I have a quite specific corpus and I wanted to try an approach where I do everything from scratch (well, almost!). Specifically, I was thinking about:

  1. training a language model from scratch using my own corpus and creating my own tokenizer. Hugginface provides two colab for that (see Google Colab for the LM)

  2. Then, simply loading the language model created at 1. and fine-tuning it for text classification using the usual imports

from transformers import AutoModelForSequenceClassification 
model = AutoModelForSequenceClassification.from_pretrained("my_language_model")
#do some classification
#save final model

Does that make sense? Are these the right conceptual steps?

Yes, that are the right steps: first pre-training, than fine-tuning a head. However, note that you need a relatively big corpus in order for pre-training to be effective. If you really have some in-domain data that’s different from the corpora that were used to pre-train models like BERT and RoBERTa, then it might be useful to do it.

Examples are BioBERT (pre-trained on biomedical language), SciBERT (pre-trained on scientific text), etc.

1 Like

thanks @nielsr, I saw this myriad of yourmodelBERT models. I just wonder: is BERT necessarily the best architecture for training a language model from scratch? Why have people focused on this particular model (which is almost an old model by today’s standards)

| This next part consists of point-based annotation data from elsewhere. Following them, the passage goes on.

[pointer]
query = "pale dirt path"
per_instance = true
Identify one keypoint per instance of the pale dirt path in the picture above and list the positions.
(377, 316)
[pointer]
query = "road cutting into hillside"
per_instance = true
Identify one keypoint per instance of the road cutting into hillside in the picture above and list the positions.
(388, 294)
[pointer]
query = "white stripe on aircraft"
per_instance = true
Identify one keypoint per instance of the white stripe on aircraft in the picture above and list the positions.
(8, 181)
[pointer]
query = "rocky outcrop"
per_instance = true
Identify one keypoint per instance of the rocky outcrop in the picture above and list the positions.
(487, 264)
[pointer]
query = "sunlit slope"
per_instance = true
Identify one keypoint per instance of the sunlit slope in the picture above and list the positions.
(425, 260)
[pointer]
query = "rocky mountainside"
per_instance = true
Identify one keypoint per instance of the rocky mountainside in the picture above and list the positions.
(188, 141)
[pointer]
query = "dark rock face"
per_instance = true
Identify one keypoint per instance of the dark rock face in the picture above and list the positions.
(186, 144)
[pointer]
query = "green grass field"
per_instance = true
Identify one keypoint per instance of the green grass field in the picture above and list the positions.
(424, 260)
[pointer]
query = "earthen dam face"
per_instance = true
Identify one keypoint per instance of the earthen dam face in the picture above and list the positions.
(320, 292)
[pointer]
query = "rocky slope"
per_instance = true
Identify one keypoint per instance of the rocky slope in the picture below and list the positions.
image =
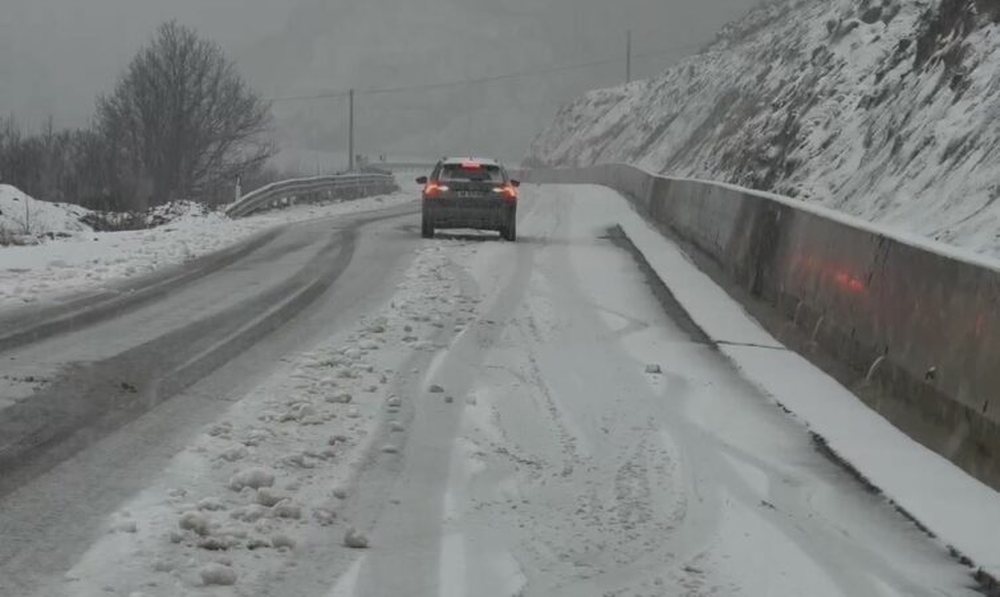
(881, 108)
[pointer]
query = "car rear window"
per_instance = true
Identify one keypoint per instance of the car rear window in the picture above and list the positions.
(470, 172)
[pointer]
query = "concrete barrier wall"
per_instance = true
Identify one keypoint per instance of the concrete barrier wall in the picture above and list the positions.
(917, 322)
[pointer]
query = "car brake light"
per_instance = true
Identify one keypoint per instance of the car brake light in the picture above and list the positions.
(434, 189)
(508, 191)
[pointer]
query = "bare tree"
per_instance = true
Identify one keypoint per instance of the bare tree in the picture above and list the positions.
(182, 120)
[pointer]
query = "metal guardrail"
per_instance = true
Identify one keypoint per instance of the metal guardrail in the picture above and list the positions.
(337, 186)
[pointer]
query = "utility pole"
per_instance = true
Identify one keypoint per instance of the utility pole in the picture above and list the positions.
(628, 56)
(350, 134)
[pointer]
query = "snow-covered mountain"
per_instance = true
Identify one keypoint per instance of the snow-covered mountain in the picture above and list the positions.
(886, 109)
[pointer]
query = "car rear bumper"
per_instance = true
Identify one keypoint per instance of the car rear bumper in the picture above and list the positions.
(488, 213)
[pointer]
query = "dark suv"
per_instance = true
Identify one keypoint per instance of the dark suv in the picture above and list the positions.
(469, 193)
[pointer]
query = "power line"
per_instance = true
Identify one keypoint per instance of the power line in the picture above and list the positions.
(481, 80)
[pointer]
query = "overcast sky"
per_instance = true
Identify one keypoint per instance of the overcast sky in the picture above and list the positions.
(57, 55)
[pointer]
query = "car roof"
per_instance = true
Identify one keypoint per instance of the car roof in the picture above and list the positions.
(483, 161)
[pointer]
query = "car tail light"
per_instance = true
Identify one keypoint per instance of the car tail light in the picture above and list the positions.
(508, 191)
(434, 189)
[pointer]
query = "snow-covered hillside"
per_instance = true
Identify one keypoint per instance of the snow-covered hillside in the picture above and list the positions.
(884, 109)
(25, 220)
(81, 260)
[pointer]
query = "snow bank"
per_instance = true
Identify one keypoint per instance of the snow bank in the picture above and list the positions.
(209, 519)
(90, 260)
(25, 220)
(883, 111)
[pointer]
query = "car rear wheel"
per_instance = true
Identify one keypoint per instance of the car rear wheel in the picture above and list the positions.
(509, 230)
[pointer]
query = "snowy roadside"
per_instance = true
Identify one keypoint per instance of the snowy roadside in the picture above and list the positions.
(89, 260)
(267, 484)
(952, 504)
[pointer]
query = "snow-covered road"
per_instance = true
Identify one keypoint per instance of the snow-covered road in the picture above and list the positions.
(492, 419)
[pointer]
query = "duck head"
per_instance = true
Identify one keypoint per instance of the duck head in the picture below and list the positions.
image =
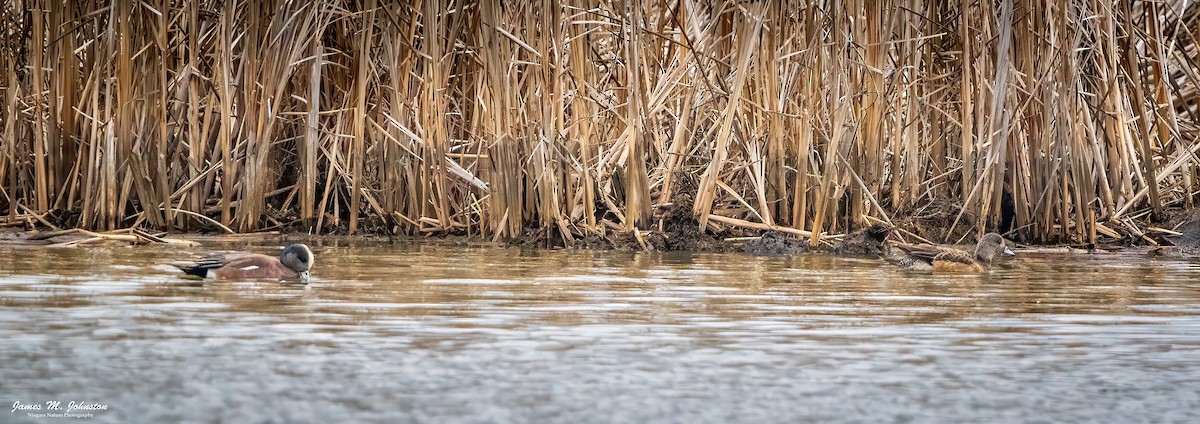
(298, 257)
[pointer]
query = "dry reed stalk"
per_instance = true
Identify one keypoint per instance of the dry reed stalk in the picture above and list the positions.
(439, 117)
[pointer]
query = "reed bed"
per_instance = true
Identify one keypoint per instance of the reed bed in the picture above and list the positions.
(1059, 120)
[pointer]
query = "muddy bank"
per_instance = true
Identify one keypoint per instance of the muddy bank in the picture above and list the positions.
(675, 228)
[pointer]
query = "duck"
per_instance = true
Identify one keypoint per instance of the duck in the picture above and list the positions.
(947, 260)
(294, 261)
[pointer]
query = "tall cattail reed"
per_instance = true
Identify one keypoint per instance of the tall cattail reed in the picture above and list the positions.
(1055, 119)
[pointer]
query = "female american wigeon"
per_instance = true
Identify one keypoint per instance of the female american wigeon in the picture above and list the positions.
(293, 262)
(947, 260)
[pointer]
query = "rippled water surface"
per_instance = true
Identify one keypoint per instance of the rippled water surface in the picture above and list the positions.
(456, 334)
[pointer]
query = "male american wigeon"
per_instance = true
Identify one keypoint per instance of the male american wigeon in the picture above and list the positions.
(293, 262)
(948, 260)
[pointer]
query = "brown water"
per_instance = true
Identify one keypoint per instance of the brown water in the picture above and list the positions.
(455, 334)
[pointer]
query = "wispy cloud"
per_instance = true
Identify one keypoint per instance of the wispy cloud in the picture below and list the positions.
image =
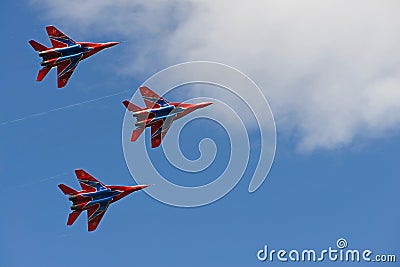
(330, 69)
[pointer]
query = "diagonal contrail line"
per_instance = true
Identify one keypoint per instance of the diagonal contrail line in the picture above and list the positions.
(61, 108)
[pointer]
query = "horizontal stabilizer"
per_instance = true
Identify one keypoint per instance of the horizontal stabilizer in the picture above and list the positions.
(38, 47)
(136, 133)
(73, 216)
(67, 190)
(131, 107)
(42, 73)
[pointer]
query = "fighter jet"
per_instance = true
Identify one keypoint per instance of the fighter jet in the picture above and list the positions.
(95, 197)
(158, 114)
(65, 54)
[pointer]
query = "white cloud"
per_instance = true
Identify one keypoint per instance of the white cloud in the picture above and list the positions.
(330, 69)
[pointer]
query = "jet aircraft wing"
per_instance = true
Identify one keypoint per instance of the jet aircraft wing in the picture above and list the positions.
(95, 213)
(159, 130)
(65, 70)
(57, 38)
(88, 182)
(151, 99)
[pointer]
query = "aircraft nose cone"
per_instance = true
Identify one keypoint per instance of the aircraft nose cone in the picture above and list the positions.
(109, 44)
(138, 187)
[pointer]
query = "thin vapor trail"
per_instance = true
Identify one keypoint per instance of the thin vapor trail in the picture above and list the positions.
(61, 108)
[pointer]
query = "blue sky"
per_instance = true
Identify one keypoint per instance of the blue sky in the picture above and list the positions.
(330, 179)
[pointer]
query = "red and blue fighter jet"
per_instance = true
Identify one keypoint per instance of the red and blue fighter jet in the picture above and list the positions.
(65, 54)
(158, 114)
(95, 197)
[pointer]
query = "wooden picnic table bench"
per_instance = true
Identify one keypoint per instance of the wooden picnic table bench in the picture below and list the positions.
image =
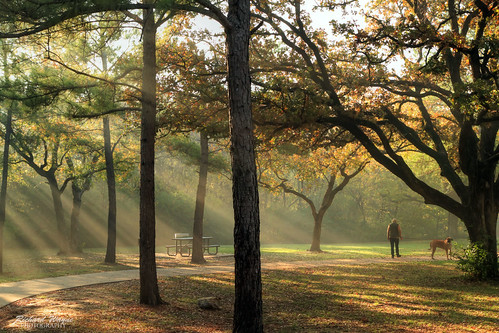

BERT is the one that started it all, and it still works really well. All other model variants (cf. DeBERTa, RoBERTa, ConvBERT, Funnel Transformer, etc.) are just small tweaks to the original BERT architecture. They are fancy but research has shown that none of them actually improves upon the original Transformer by a large margin.


@nielsr just a follow up if you have a moment. The TF notebook for language modeling actually mention two different tasks: causal language modeling and masked language modeling.

For the purpose of training a classifier on top of the model I train from scratch, are the two basic tasks equivalent? That is I can train a causal language modeling and then train a classifier with it or I can train a masked language model and then train the classifier. Are both approaches OK conceptually?